When it comes to the plot and the world building, this book does shine a lot better. There is a lot of political intrigue as the story unfolds and that is some of my favourite elements in fantasy. It is at it’s weaker as the story goes, the plot maintaining your interests as things do get more tense. But I did find the more court related politics were settled as that happened in the story, so it felt a bit imbalanced but it does tie up really well at the end of the book.

The world itself is the best part however. You can really feel the scale of Kithamar after a while, it’s a massive city with very distinct personality as you travel each sector. I read this as a proof but my finished copy arrived on release day so I did get to double check the map to get an idea of all the travelling Alys or Sammish were doing and it is big distances. Kithamar feels like a really grimy, typical city that we see only the ugly side of. Alys, Sammish among many others live in abject poverty in Longhill. The only real part of the city not kept in it is Greenhill, where the roads are clean and people are wealthy. Alys summarises it at one point;

‘No one did only one thing, because no one thing could bring in enough to live off.’

People turn to sex, begging, running crime or ‘pulls’ to stay alive. Houses or rooms aren’t rented so much as just beds in different establishments. A thousand ways to earn money every day but harder it makes it to stay alive. The true reality of Kithamar, like many a city is the people who keep it are those who suffer the most and I really liked that aspect of the book.

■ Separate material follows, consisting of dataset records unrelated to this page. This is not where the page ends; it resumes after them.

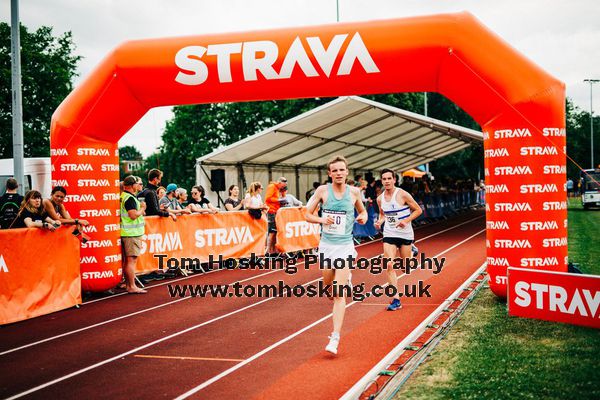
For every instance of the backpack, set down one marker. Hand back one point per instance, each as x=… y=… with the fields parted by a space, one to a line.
x=9 y=209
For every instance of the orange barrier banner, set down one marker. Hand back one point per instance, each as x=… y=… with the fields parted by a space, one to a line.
x=294 y=232
x=554 y=296
x=198 y=236
x=39 y=272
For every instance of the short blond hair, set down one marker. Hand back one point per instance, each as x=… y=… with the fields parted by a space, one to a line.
x=335 y=159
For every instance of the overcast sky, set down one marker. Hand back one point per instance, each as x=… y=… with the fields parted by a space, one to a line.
x=562 y=36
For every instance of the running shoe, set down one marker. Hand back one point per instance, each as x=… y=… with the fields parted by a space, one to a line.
x=415 y=250
x=395 y=305
x=334 y=341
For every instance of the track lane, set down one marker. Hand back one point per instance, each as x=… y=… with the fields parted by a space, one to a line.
x=211 y=341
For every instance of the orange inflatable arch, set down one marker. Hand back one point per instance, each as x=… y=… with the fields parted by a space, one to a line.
x=519 y=106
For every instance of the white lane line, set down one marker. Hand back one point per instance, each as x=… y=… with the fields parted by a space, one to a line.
x=288 y=338
x=137 y=349
x=117 y=318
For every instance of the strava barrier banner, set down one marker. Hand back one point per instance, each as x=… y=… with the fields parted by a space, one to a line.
x=554 y=296
x=39 y=272
x=294 y=232
x=229 y=234
x=520 y=107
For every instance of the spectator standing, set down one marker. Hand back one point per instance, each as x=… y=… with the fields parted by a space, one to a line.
x=150 y=196
x=132 y=230
x=170 y=203
x=55 y=208
x=161 y=192
x=31 y=214
x=253 y=200
x=200 y=203
x=233 y=203
x=288 y=200
x=10 y=203
x=272 y=201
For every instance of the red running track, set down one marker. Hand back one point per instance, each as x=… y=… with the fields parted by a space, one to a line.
x=155 y=346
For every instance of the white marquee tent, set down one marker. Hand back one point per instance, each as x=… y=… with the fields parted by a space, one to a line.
x=371 y=135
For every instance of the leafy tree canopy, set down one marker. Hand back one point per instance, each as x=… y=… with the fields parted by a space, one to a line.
x=48 y=66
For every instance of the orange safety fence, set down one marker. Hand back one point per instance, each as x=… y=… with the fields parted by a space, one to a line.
x=39 y=272
x=294 y=232
x=231 y=234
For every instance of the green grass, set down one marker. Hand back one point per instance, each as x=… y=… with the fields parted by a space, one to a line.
x=489 y=355
x=584 y=237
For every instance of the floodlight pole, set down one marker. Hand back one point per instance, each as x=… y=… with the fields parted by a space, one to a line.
x=17 y=107
x=591 y=82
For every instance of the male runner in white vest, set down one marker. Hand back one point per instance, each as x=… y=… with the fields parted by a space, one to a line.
x=397 y=209
x=339 y=201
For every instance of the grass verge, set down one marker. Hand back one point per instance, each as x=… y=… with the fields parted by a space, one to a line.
x=489 y=355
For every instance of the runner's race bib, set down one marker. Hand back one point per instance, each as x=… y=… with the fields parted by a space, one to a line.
x=339 y=222
x=392 y=217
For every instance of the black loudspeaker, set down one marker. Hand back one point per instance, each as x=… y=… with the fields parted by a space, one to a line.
x=217 y=179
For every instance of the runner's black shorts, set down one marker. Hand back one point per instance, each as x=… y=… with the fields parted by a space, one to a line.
x=272 y=227
x=398 y=242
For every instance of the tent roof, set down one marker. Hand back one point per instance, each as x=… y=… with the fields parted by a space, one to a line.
x=369 y=134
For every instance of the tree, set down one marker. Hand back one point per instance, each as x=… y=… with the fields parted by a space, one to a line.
x=129 y=153
x=48 y=66
x=578 y=140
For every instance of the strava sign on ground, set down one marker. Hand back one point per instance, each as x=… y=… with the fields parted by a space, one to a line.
x=519 y=106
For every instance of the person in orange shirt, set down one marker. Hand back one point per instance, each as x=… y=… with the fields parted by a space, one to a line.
x=272 y=201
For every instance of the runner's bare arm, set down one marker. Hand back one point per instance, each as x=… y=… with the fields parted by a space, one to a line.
x=381 y=218
x=362 y=216
x=412 y=204
x=313 y=206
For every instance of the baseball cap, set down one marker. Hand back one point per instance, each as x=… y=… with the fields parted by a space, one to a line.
x=171 y=187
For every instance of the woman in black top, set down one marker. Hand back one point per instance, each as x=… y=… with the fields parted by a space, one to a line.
x=199 y=203
x=233 y=202
x=32 y=214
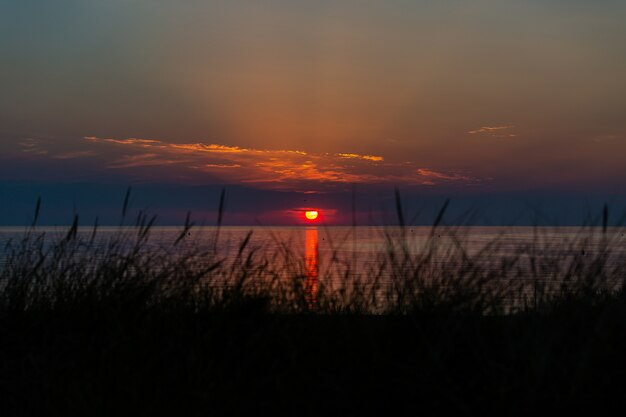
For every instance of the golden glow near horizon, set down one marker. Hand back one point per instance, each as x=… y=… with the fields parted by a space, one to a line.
x=311 y=214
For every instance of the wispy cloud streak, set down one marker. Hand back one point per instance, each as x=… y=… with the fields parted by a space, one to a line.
x=271 y=168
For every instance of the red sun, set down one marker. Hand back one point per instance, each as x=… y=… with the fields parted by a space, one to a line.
x=311 y=214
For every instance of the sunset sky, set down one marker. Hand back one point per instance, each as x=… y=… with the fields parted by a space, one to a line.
x=499 y=105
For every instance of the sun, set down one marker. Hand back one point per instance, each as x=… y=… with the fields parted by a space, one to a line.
x=311 y=214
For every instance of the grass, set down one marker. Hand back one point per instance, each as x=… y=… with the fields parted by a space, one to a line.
x=121 y=325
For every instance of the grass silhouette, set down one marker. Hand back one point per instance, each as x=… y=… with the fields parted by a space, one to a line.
x=116 y=324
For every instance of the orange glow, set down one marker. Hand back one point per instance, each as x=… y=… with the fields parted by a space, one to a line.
x=311 y=258
x=311 y=214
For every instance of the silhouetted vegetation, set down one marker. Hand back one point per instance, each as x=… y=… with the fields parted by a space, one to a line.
x=120 y=325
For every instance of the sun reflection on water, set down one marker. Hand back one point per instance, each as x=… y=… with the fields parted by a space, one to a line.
x=311 y=257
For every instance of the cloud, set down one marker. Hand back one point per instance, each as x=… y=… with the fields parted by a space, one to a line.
x=365 y=157
x=74 y=154
x=268 y=168
x=435 y=175
x=494 y=131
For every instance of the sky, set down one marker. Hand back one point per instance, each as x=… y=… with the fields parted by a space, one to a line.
x=499 y=105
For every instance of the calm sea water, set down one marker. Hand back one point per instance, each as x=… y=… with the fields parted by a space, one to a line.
x=338 y=255
x=365 y=243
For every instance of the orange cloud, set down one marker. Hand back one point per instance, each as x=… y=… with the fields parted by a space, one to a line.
x=283 y=169
x=494 y=131
x=365 y=157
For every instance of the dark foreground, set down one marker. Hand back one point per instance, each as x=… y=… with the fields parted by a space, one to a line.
x=120 y=328
x=105 y=363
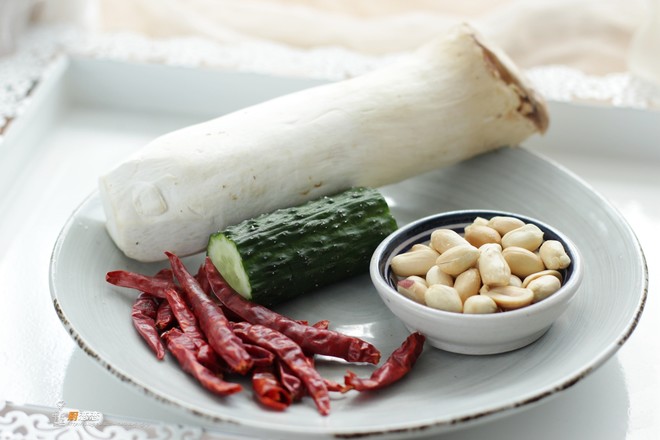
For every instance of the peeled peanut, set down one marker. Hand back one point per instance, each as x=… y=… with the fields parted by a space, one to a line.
x=504 y=224
x=553 y=255
x=510 y=297
x=543 y=287
x=478 y=235
x=536 y=275
x=528 y=236
x=480 y=221
x=444 y=239
x=437 y=276
x=468 y=283
x=515 y=281
x=414 y=262
x=413 y=287
x=522 y=262
x=492 y=266
x=479 y=304
x=443 y=297
x=457 y=259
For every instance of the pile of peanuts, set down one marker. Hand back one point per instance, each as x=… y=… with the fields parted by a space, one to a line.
x=498 y=264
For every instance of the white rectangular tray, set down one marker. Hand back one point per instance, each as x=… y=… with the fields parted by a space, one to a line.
x=89 y=114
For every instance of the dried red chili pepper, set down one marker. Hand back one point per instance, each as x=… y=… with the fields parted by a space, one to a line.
x=323 y=324
x=153 y=285
x=189 y=325
x=395 y=367
x=184 y=316
x=164 y=317
x=212 y=321
x=178 y=343
x=311 y=339
x=260 y=356
x=292 y=355
x=290 y=381
x=268 y=390
x=143 y=313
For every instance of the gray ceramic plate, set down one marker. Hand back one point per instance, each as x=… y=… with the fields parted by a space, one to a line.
x=444 y=391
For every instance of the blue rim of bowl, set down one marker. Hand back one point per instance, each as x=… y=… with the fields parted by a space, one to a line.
x=419 y=231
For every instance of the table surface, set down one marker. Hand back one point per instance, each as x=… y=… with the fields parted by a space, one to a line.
x=49 y=168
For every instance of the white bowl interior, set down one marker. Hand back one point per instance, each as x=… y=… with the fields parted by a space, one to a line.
x=462 y=333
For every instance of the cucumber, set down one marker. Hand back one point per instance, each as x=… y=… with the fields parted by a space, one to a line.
x=291 y=251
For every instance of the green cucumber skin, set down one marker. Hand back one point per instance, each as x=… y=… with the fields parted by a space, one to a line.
x=292 y=251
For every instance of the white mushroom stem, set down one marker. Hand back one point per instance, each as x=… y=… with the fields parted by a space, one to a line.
x=451 y=100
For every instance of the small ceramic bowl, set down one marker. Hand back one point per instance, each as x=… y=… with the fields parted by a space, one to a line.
x=468 y=333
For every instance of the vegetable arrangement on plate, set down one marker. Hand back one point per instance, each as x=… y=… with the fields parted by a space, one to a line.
x=288 y=185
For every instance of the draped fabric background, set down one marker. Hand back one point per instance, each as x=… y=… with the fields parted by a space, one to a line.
x=593 y=36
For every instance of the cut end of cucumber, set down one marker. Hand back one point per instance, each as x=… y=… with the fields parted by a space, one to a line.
x=225 y=257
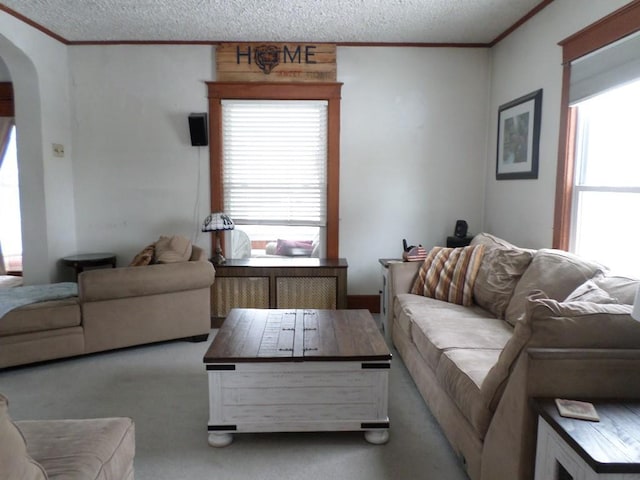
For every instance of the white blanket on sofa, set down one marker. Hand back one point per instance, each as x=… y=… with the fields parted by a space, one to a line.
x=12 y=298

I do think as the trilogy is published and more stories and parts of the city are established, the true genius of what Abraham has planned will become apparent. But I still think this book, as a first book especially, should at least be able to stand on it’s own for readers to get a better sense of it’s potential. But I would recommend this for sure as a start to a series and if you like any of the elements I mentioned above. I look forward to what it brings.

Thank you to Nazia and Orbit Books for sending me this for review, Age of Ash is out now!